Medication prescribing is one of the commonest medical interventions and there have been marked increases in patients taking multiple medicines with related adverse effects. We have developed an intervention involving practice based pharmacists working with GPs to optimise prescribing in Irish general practice settings. Study design and setting. Non-randomised pilot study in four GP practices in Dublin (approx. 10,000 patients), with parallel Process and Economic Evaluations. Intervention. The intervention will have the following components: 1. Research pharmacist to join the GP team for six months and participate in routine management of repeat prescribing. 2. Medicines reviews which target: a. High risk and potentially inappropriate prescribing. b. Deprescribing. c. Use of MMP preferred drugs and generic prescribing.
d. Assessment of need for common preventive drugs such as statins and proton pump inhibitors. e. Review of nursing home patients with focus on de-prescribing in the context of reduced life expectancy. 3. Practice based training. The pharmacist will sit in on regular clinical meetings in practices and will conduct training sessions as needed based on identified needs. Comparison data will be available from the parallel related SPPiRE trial and from the PCRS database, which can provide a contemporaneous national control group. Outcomes.

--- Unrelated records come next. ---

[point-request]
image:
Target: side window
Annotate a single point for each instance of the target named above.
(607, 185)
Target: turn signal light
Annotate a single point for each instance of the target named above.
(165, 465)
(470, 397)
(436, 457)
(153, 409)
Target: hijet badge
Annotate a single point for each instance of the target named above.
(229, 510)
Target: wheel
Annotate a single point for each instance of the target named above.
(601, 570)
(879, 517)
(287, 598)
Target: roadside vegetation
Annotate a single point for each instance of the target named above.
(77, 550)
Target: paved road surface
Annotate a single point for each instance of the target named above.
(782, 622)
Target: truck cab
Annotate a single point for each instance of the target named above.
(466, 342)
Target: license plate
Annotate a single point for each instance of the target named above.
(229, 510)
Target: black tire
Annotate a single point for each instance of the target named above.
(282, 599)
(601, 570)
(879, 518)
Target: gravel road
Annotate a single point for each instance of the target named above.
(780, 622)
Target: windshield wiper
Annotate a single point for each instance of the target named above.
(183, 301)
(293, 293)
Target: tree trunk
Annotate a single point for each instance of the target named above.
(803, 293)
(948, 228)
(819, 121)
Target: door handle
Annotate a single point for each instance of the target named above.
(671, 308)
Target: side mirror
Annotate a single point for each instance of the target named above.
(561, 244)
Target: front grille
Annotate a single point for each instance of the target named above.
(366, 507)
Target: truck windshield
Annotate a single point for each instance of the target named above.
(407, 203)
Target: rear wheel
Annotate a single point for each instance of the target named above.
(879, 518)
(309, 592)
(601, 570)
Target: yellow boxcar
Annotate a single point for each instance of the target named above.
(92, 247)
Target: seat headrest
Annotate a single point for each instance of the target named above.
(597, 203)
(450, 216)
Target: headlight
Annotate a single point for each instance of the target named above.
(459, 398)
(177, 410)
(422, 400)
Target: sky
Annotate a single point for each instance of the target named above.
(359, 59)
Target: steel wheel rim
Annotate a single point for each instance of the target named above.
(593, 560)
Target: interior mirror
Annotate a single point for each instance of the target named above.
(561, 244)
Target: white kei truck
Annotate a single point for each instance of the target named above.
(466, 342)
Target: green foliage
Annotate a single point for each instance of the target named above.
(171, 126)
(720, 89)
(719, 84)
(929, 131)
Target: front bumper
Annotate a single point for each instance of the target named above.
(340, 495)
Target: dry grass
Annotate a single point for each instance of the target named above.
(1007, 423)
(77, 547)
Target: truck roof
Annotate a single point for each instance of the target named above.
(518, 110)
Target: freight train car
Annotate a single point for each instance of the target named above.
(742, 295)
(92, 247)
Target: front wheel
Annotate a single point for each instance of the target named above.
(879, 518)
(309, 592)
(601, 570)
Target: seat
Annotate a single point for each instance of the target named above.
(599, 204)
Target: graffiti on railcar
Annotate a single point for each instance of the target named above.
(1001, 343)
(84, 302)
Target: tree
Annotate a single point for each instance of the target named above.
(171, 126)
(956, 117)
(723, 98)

We will collect practice level data on medicines outcomes and undertake a nested sub-study with individual patient consent (n=200) to collect patient reported outcome measures (PROMs). We will also collect related cost and qualitative data to inform the Economic and Process Evaluations. Conclusion
This pilot study involves a collaboration between primary care researchers with a track record in medicines safety research and the national MMP. It will determine the feasibility and potential for a definitive randomised controlled trial to evaluate the cost effectiveness of a GP-based pharmacist medicines optimisation programme that aligns with National Strategy on Quality and Patient Safety.